いまある産業の最低賃金が1単位1000円なのは低すぎるといって 政府が労働者保護のために1単位1500円より低い賃金で雇用するのを違法であるとしたとしましょう。政府が最低賃金を決めるのですね。 政府が最低賃金は決めるということは、 すなわち政府が価格の下限を決める(Price Flooring)ということで、 Price Ceiling と逆の操作になります。

最低賃金法によってこの産業の最低賃金は1単位1500円になります。 さてこれは労働者にとってはめでたい ことでしょうか?答えはNOです。

いま労働の需要と供給は下のグラフで表されます。 ここでは労働サービスを売買すると考えます。

最低賃金法の導入前後で社会的余剰を計算してみましょう。 まず最低賃金法導入前の社会的余剰は A + B + C + D + E + F です。 最低賃金法導入後の社会的余剰はどうなるでしょう。

まず労働サービスの買い手(企業)の余剰を求めます。 いま価格が1500円なので需要量はQaです。 いっぽうこの価格では供給量はQcです。 じっさいの取引数量はQaになります。 (Qc-Qaはいわゆる失業になります。) そこで企業の余剰はAになります。

つぎに労働サービスの売り手(労働者)の余剰を求めます。 いま労働者にとっての実際の価格はいくらでしょうか? これはけっして1500円ではありません。 500円です。 500円だからこそ供給量がQa となって需要量と一致しマーケットはクリアされます。

マーケットでの価格1500円と労働者にとっての実際の価格500円の差1000円の意味はこうです。

まずある労働者ごっちん マキ は求人誌を見て 会社に問い合わせます。 しかし募集はすぐに締め切ったとのこと。 翌日ごっちんはハローワークに行きます。 しかしそこで見たのはあふれかえる失業者たちでした。 ごっちんはまたも仕事を見つけることができませんでした。 ごっちんは翌日昔の知人に連絡をとり ようやく仕事をもらいます。

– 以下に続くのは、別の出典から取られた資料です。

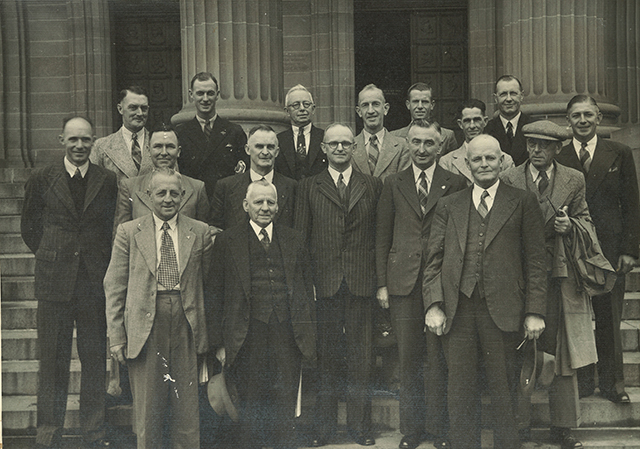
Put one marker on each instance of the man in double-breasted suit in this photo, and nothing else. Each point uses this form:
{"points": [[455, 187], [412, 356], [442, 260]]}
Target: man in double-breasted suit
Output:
{"points": [[612, 196], [301, 155], [405, 212], [67, 220], [126, 152], [155, 290], [263, 317], [377, 152], [507, 126], [212, 147], [228, 196], [484, 281], [336, 211], [133, 196]]}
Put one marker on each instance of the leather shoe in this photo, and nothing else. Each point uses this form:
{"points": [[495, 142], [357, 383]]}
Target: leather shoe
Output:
{"points": [[563, 436], [410, 441], [617, 398]]}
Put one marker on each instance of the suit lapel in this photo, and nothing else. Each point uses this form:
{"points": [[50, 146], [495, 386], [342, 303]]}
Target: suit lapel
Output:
{"points": [[146, 243], [407, 188]]}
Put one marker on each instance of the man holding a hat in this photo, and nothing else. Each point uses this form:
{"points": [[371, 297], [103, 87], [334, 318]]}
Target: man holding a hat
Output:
{"points": [[570, 237]]}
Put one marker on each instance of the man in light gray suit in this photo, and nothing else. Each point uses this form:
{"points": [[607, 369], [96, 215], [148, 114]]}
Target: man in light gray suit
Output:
{"points": [[377, 152], [155, 303], [126, 152]]}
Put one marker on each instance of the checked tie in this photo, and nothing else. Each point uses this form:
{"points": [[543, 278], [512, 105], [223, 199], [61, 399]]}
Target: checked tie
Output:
{"points": [[168, 274]]}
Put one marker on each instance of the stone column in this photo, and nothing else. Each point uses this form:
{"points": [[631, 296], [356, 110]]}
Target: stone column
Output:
{"points": [[240, 43]]}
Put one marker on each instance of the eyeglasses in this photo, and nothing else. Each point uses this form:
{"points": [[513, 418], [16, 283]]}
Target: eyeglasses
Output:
{"points": [[333, 145], [297, 105]]}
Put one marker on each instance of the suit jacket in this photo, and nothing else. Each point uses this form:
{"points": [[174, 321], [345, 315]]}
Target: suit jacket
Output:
{"points": [[455, 163], [226, 206], [612, 196], [131, 282], [112, 153], [342, 243], [449, 142], [402, 231], [60, 237], [315, 162], [517, 148], [213, 159], [134, 202], [393, 156], [514, 272], [230, 270]]}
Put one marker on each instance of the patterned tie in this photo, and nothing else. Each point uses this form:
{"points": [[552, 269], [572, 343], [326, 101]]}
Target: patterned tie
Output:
{"points": [[301, 146], [265, 239], [136, 153], [543, 182], [509, 130], [483, 210], [168, 274], [373, 153], [585, 157], [207, 128], [423, 191]]}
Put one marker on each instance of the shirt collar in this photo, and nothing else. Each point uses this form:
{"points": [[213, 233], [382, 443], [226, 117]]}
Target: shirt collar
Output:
{"points": [[428, 173], [71, 169], [255, 176], [257, 229], [173, 222], [514, 122], [335, 174]]}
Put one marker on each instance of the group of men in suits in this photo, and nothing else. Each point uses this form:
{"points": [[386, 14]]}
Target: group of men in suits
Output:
{"points": [[378, 220]]}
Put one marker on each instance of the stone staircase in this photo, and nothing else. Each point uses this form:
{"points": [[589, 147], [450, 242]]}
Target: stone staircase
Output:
{"points": [[604, 424]]}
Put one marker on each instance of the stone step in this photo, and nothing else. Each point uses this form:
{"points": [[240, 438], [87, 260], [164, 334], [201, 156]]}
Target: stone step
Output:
{"points": [[17, 288], [20, 264], [12, 243], [9, 224]]}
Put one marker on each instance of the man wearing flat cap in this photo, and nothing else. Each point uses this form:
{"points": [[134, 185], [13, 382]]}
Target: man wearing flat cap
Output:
{"points": [[569, 237]]}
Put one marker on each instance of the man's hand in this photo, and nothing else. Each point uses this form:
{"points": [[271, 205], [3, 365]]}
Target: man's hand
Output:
{"points": [[117, 351], [383, 297], [625, 263], [221, 355], [562, 223], [435, 319], [533, 326]]}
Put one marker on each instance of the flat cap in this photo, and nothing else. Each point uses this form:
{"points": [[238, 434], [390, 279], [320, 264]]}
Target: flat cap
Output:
{"points": [[546, 130]]}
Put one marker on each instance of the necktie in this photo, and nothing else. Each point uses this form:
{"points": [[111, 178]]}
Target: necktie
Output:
{"points": [[168, 274], [509, 130], [585, 157], [373, 153], [423, 191], [483, 210], [265, 239], [543, 182], [207, 128], [301, 145], [136, 153]]}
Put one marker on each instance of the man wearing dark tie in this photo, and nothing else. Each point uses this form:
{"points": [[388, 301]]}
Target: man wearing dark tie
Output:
{"points": [[612, 196], [336, 211], [126, 152], [377, 152], [507, 126], [405, 212], [212, 147], [262, 323], [227, 210], [67, 221], [301, 155], [484, 286], [155, 290]]}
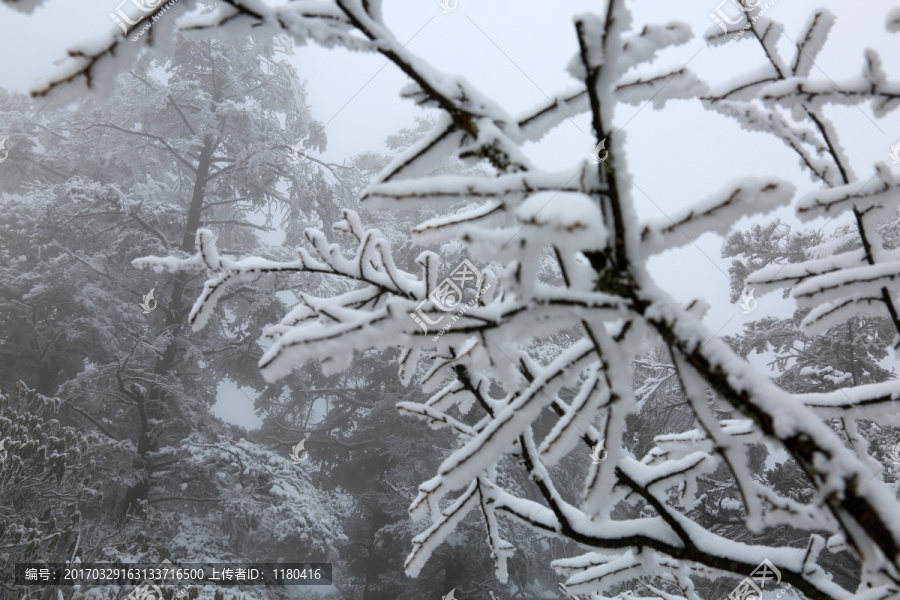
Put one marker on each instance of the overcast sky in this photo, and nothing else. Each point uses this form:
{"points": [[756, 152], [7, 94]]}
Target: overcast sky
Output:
{"points": [[516, 52]]}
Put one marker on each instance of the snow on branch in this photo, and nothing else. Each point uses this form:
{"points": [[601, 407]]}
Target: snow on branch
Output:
{"points": [[527, 360]]}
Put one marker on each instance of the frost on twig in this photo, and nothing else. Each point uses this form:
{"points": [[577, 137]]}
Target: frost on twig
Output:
{"points": [[511, 407]]}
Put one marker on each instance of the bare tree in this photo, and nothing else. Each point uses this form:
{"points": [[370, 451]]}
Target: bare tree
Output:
{"points": [[586, 222]]}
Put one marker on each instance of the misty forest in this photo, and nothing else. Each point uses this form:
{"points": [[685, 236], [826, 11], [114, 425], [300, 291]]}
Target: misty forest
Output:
{"points": [[496, 397]]}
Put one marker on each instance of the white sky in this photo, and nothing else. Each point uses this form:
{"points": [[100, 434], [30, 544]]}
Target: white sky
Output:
{"points": [[516, 51]]}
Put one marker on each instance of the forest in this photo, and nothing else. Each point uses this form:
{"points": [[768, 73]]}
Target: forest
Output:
{"points": [[471, 381]]}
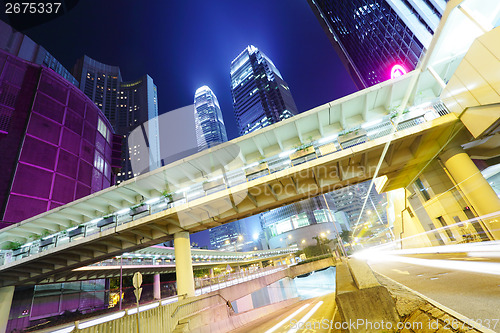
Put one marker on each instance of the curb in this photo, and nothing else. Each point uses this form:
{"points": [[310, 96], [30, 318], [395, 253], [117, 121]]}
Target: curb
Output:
{"points": [[440, 306]]}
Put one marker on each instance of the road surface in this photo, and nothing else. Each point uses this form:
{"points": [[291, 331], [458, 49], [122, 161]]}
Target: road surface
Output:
{"points": [[475, 295], [312, 315]]}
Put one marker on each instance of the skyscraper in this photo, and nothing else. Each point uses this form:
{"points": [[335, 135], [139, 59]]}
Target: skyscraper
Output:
{"points": [[210, 128], [377, 39], [132, 109], [56, 145], [260, 95], [25, 48]]}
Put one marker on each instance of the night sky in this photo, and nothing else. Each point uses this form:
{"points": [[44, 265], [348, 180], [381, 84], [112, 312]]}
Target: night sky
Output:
{"points": [[185, 44]]}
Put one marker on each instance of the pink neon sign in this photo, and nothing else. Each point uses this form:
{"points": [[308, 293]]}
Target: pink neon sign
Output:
{"points": [[397, 70]]}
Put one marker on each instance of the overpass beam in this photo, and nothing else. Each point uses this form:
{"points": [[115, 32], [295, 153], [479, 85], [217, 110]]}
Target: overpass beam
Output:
{"points": [[183, 264], [156, 287], [475, 187], [6, 295]]}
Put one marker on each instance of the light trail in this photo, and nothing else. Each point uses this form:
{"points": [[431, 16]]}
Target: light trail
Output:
{"points": [[300, 323], [287, 319]]}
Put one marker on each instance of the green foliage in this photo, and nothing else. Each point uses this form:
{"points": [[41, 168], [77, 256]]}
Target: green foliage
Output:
{"points": [[201, 272]]}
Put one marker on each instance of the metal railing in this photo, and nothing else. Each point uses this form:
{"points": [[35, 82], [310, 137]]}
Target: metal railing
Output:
{"points": [[209, 284], [231, 178]]}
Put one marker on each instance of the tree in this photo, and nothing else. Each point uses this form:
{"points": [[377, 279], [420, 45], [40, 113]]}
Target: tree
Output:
{"points": [[323, 243]]}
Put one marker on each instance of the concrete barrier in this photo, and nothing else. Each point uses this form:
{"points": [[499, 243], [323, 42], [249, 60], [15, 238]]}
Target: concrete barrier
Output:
{"points": [[364, 305]]}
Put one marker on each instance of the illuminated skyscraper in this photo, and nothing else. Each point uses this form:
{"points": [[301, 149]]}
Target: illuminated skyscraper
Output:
{"points": [[56, 145], [377, 39], [210, 128], [132, 109], [260, 95]]}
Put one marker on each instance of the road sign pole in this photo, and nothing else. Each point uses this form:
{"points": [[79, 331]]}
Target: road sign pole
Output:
{"points": [[137, 282]]}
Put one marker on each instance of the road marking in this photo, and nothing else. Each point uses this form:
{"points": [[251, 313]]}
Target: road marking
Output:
{"points": [[278, 325], [401, 272], [305, 318]]}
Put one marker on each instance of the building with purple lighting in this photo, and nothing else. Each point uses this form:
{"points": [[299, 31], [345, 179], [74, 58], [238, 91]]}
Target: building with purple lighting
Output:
{"points": [[57, 146]]}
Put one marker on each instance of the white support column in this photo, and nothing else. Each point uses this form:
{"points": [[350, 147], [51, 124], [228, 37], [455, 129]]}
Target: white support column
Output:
{"points": [[6, 295], [183, 264], [156, 287]]}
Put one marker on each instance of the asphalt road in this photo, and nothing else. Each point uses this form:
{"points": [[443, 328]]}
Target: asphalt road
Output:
{"points": [[475, 295], [312, 315]]}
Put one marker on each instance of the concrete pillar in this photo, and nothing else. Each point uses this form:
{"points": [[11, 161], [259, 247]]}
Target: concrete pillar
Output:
{"points": [[183, 264], [6, 295], [475, 187], [156, 287]]}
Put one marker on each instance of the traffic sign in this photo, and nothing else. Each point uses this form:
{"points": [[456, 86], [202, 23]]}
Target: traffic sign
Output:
{"points": [[137, 280]]}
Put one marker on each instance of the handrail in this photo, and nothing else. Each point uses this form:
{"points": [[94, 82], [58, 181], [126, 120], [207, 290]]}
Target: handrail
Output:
{"points": [[201, 298], [166, 202]]}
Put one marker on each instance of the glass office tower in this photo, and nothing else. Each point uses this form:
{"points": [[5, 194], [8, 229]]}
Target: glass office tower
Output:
{"points": [[260, 95], [132, 109], [376, 37], [210, 128]]}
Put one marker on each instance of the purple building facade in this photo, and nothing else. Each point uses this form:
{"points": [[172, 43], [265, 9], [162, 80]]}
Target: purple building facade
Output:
{"points": [[56, 146]]}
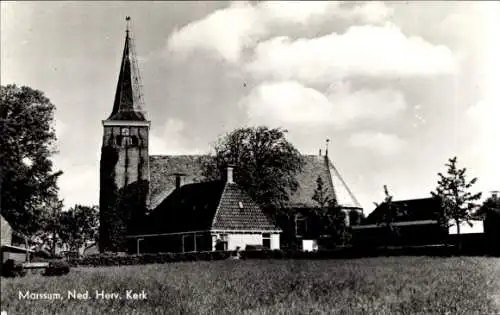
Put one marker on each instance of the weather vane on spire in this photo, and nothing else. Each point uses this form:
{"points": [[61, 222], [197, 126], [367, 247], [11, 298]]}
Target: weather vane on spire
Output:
{"points": [[128, 23]]}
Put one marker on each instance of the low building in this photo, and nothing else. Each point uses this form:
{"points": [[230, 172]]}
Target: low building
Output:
{"points": [[8, 250], [206, 216], [417, 224]]}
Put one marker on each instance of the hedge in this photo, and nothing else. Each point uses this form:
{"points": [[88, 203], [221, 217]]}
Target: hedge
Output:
{"points": [[112, 259]]}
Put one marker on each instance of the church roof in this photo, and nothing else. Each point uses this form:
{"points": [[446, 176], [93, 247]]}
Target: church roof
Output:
{"points": [[410, 210], [128, 103], [213, 205], [161, 184]]}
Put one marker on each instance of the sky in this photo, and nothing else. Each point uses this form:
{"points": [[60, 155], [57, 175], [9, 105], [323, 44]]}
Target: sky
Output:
{"points": [[398, 87]]}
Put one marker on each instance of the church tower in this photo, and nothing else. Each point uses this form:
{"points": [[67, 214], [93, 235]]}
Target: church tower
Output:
{"points": [[124, 169]]}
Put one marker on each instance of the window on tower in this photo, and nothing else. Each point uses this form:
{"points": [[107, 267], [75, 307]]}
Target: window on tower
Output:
{"points": [[135, 140], [118, 140]]}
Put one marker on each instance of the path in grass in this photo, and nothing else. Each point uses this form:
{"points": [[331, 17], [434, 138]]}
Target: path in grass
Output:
{"points": [[495, 286], [399, 285]]}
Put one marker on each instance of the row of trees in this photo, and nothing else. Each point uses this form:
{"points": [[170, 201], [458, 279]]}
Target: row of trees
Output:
{"points": [[29, 198]]}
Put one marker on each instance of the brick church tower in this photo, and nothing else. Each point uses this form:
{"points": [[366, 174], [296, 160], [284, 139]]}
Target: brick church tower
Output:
{"points": [[124, 169]]}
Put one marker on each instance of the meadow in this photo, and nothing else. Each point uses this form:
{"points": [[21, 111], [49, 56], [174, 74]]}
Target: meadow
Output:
{"points": [[386, 285]]}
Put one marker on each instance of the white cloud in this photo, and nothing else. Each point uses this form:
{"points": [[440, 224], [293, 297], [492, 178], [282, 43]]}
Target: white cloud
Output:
{"points": [[225, 31], [378, 142], [241, 25], [75, 181], [363, 50], [170, 140], [289, 102]]}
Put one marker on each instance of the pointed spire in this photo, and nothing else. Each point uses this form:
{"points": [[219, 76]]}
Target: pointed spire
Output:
{"points": [[128, 98]]}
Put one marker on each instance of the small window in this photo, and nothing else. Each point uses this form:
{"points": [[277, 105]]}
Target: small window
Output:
{"points": [[135, 140], [266, 240], [118, 140], [300, 225], [222, 242]]}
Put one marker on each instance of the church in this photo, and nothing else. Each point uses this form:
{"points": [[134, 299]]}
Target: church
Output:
{"points": [[162, 203]]}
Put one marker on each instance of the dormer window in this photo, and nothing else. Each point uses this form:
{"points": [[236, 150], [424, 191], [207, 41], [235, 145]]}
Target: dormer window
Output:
{"points": [[118, 140]]}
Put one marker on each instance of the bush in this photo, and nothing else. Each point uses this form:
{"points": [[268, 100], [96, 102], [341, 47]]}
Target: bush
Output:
{"points": [[12, 269], [57, 268]]}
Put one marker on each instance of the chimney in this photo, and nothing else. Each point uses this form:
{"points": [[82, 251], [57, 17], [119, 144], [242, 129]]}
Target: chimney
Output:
{"points": [[178, 180], [229, 174]]}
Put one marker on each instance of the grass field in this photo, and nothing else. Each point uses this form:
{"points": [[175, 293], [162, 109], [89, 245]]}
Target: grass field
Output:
{"points": [[398, 285]]}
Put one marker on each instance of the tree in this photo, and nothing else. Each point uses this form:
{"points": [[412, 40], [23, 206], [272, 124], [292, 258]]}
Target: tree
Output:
{"points": [[27, 180], [490, 211], [265, 163], [79, 226], [389, 214], [453, 192]]}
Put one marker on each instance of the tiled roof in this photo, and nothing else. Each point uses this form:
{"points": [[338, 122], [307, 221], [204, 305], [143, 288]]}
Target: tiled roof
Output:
{"points": [[208, 205], [191, 208], [313, 167], [161, 184], [237, 211], [411, 209]]}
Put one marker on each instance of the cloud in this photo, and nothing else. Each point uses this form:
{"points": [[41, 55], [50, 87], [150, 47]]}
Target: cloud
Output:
{"points": [[363, 50], [229, 31], [378, 142], [171, 140], [289, 102]]}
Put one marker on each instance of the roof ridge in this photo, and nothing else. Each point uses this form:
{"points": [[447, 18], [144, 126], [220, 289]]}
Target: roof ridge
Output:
{"points": [[214, 220]]}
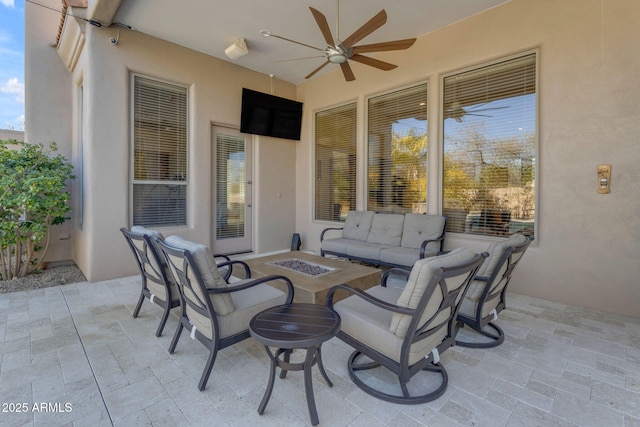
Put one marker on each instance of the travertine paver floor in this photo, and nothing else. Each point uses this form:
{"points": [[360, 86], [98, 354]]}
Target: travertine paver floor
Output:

つまり仕事を見つけるためのコストです。 1500円では供給量(Qc)が需要量(Qa)をはるかに上回り、 仕事を見つけるための競争が激しくなります。 このデメリットが1単位当たり1000円ということです。 1単位当たり1000円デメリットがプラスされ 実際の価格が500円になってはじめて 供給量がQaになりバランスがとれます。

したがって労働者の余剰はFになります。

以上より社会的余剰は A + F になることがわかります。 こうして最低賃金法により全体のパイは B + C + D + E だけ減る ことがわかります。

社会的余剰の減少分 B + C + D + E はやはりデッドウェイトロスとよばれます。 C + E が過少供給による損失、 B + D が仕事を見つけるための競争による損失 です。